Intervista a Lorenzo Lipparini, segretario Associazione Radicale Enzo Tortora

Lorenzo Lipparini, Segretario dell ‘Associazione Radicale Enzo Tortora è impegnato a distribuire opuscoli sul referendum. “Noi Radicali siamo l’anima del Comitato”ci risponde con una punta di orgoglio quando gli chiediamo cosa ne pensi dei rapporti fra il suo partito il Comitato per il Sì. Di solito siamo abituati a vedere il logo radicale nelle campagne di promozione dei referendum.
Questa volta si può rimanere spiazzati nel vedere un simbolo nuovo, con quel “sì” caratterizzato dal cuoricino che si sostituisce all’accento sulla “i”.

Come è nata questa nuova entità politica a Milano?

Il Comitato parte a livello nazionale, ma poi si è suddiviso in tanti comitati locali, cittadini e anche di quartiere. Noi lo abbiamo lanciato a Milano, con lo stesso simbolo del Comitato per il Sì nazionale.

Non si vede più il logo radicale…

Abbiamo fatto tutti un passo indietro come partiti e tutti un passo avanti come comitato. Oltre a noi ci sono molti DS,ma nel comitato ci sono tantissimi partiti laici, sia di destra che di sinistra, dai Repubblicani ai Comunisti Italiani, dai Liberaldemocratici a Rifondazione Comunista, dal PLI ai Verdi… Abbiamo messo in piedi un’organizzazione con tanto di ufficio, riunioni settimanali e stiamo anche organizzando un concerto per la conclusione della campagna, il 9 giugno in Piazza Duomo

Al Comitato aderiscono più politici più cittadini non direttamente impegnati nella politica?

È nato come un Comitato di aggregazione di vari partiti, gli stessi che avevano raccolto firme o avevano invitato a firmare. Da lì abbiamo anche iniziato ad aggregare associazioni. Più che i cittadini singoli, che comunque telefonano o mandano e-mail per avere informazioni o dare la loro disponibilità alla collaborazione (a fare volantinaggio,ecc…), sono attive soprattutto varie associazioni della società civile. Fra queste ci sono, per esempio, Mamme Online, Amica Cicogna, associazioni di donne, di malati, di medici…

Quali sono gli argomenti con cui di solito si argomenta la scelta di votare per il Sì?

Un’accusa che viene rivolta di frequente è quella di andare contro la natura, di voler essere madri a tutti i costi quando la natura lo impedirebbe.

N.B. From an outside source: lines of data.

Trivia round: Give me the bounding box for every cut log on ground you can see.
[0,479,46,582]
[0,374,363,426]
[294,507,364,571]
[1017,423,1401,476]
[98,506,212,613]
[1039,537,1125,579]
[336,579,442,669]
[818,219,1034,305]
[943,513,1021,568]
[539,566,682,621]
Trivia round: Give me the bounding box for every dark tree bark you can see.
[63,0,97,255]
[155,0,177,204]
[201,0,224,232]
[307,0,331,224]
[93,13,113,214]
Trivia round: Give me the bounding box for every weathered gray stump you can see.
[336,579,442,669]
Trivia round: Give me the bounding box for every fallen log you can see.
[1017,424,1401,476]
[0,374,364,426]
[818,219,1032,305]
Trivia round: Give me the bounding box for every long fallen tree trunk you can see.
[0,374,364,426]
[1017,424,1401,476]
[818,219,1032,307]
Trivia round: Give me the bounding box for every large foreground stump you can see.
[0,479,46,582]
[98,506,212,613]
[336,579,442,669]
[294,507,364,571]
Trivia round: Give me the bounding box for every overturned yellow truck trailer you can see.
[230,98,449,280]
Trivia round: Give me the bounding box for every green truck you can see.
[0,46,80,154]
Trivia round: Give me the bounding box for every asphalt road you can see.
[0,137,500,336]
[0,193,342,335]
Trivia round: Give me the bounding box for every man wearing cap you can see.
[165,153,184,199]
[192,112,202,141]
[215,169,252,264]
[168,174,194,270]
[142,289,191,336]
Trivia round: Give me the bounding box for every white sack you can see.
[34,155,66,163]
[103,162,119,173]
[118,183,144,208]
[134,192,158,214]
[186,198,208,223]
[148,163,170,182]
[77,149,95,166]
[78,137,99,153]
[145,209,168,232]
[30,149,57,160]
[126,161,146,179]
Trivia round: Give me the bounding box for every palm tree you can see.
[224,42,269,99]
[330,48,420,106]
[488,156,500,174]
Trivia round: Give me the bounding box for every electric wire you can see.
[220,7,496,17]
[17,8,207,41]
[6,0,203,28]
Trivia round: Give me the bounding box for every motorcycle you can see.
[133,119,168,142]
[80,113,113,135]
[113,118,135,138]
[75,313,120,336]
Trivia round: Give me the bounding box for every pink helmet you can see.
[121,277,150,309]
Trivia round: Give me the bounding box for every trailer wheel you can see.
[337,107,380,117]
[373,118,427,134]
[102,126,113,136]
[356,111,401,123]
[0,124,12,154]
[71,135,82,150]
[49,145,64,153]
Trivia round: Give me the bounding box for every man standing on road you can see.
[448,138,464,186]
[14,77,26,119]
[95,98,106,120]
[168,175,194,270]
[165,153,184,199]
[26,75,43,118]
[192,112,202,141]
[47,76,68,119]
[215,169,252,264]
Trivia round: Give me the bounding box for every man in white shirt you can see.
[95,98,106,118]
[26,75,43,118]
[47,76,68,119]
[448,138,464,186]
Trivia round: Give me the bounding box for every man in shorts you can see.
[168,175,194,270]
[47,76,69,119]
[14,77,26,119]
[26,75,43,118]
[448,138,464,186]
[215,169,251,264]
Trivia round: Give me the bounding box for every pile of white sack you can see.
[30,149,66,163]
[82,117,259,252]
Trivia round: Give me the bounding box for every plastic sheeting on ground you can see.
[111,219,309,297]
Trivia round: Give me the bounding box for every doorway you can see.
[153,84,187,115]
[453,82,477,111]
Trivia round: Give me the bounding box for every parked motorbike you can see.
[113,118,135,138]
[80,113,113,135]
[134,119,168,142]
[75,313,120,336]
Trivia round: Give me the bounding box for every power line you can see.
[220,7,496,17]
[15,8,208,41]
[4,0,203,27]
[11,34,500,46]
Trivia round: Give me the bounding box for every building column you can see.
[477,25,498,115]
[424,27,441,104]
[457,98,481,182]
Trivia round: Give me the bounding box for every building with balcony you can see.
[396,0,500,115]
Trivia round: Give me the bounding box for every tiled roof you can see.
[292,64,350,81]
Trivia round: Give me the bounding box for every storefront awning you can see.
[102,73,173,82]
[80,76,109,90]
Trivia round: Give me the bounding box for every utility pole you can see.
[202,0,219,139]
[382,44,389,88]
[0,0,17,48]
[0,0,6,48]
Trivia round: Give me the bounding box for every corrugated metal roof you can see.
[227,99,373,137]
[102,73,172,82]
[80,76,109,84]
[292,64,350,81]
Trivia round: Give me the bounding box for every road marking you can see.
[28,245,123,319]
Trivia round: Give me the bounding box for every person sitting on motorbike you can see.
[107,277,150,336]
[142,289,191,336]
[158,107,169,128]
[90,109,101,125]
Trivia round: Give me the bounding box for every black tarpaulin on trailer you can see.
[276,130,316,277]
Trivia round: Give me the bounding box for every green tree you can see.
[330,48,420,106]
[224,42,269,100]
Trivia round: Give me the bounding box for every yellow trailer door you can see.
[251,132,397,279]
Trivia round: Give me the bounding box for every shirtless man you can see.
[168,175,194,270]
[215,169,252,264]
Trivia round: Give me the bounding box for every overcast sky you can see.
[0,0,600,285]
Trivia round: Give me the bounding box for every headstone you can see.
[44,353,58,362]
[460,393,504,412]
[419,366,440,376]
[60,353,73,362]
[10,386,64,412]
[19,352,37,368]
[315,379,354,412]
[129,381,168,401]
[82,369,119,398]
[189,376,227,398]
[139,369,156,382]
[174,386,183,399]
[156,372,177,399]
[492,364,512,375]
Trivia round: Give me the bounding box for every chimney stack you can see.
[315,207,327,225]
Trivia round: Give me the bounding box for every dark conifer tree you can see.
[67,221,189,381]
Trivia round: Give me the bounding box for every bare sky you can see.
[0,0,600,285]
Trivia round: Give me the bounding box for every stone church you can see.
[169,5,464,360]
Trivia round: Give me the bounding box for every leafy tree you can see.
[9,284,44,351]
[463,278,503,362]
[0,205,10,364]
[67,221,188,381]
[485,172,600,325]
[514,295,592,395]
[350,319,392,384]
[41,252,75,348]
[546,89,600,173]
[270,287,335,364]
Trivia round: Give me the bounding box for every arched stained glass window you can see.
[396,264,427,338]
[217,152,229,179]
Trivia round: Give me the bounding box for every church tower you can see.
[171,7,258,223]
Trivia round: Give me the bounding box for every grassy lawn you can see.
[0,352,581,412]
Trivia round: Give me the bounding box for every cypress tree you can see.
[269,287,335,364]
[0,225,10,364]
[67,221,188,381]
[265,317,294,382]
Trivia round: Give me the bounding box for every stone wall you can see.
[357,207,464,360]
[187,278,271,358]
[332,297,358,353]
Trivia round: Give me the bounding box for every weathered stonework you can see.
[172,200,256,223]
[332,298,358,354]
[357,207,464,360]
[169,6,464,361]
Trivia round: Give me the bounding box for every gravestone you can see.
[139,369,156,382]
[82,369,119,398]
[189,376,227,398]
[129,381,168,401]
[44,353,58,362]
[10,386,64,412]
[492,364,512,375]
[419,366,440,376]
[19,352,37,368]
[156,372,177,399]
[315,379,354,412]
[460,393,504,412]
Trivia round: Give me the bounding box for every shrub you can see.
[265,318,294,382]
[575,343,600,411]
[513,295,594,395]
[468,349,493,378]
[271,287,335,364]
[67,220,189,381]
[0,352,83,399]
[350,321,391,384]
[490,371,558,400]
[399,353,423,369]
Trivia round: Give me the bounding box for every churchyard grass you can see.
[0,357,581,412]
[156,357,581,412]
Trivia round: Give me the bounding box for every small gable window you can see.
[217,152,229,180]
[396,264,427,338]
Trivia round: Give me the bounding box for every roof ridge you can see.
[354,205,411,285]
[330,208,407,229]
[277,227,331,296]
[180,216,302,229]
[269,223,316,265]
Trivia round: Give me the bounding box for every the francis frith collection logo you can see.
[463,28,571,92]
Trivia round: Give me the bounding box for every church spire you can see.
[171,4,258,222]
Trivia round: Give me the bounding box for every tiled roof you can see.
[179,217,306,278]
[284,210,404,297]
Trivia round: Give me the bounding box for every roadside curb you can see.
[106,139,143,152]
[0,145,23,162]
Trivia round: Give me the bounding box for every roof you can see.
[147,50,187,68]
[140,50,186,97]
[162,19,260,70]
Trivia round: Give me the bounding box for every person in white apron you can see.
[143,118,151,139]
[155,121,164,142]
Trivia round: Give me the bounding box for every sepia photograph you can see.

Noi Radicali, di solito rispondiamo che non siamo tanto interessati ad accontentare il desiderio di chi vuole un figlio a tutti i costi, ma ci battiamo perché la sterilità è una patologia e ognuno ha il diritto di curarsi da una malattia. La libertà di cura è sancita dalla stessa Costituzione. E questo il diritto che rivendichiamo.

Parliamo poi della libertà di ricerca scientifica. Quanto è diffuso nel Comitato l’interesse per questo aspetto del referendum?

È un altro argomento molto forte e nei dibattiti ospitiamo anche moltissimi malati. Secondo le stime, ci sono circa 10 milioni di malati che potrebbero accedere a nuove cure grazie alla ricerca sulle cellule staminali. Noi stiamo cercando di far capire alla gente perché l’esito di questo referendum può riguardare tutti e può cambiare in meglio la nostra vita, perché segnerà sicuramente il nostro futuro. In questa campagna, i più presenti, coloro che fanno sentire di più la loro voce con passione sono proprio i malati.

Nel Comitato per il Sì sono tutti entusiasti per la libertà di ricerca scientifica?

Noi Radicali siamo particolarmente attenti, come ho detto prima, alla tematica della libertà di cura e di ricerca scientifica. Naturalmente, da quel che ho visto qui a Milano, non tutti i partiti hanno la stessa priorità. I DS e Rifondazione, per esempio, hanno sviluppato una maggiore attenzione sul femminismo ei diritti della donna, anche perché attorno a loro gravitano una serie di circoli che si occupano di tematiche femminili. I Verdi, poi, sono molto freddi quando parliamo di ricerca scientifica, perché la loro visione del mondo è un po’ più anti-scientifica, incentrata com’è sul primato della natura. Loro sono più attenti, piuttosto, ai diritti delle donne.

Aderiscono anche membri dei partiti della maggioranza?

Sì, ce ne sono parecchi di Forza Italia. Aderiscono a titolo personale e mi sembra sì ritengano abbastanza delle pecore nere, ma per lo meno hanno accettato di rilasciare dichiarazioni o di impegnarsi in prima persona,o semplicemente di fare in modo che si potesse discutere del referendum.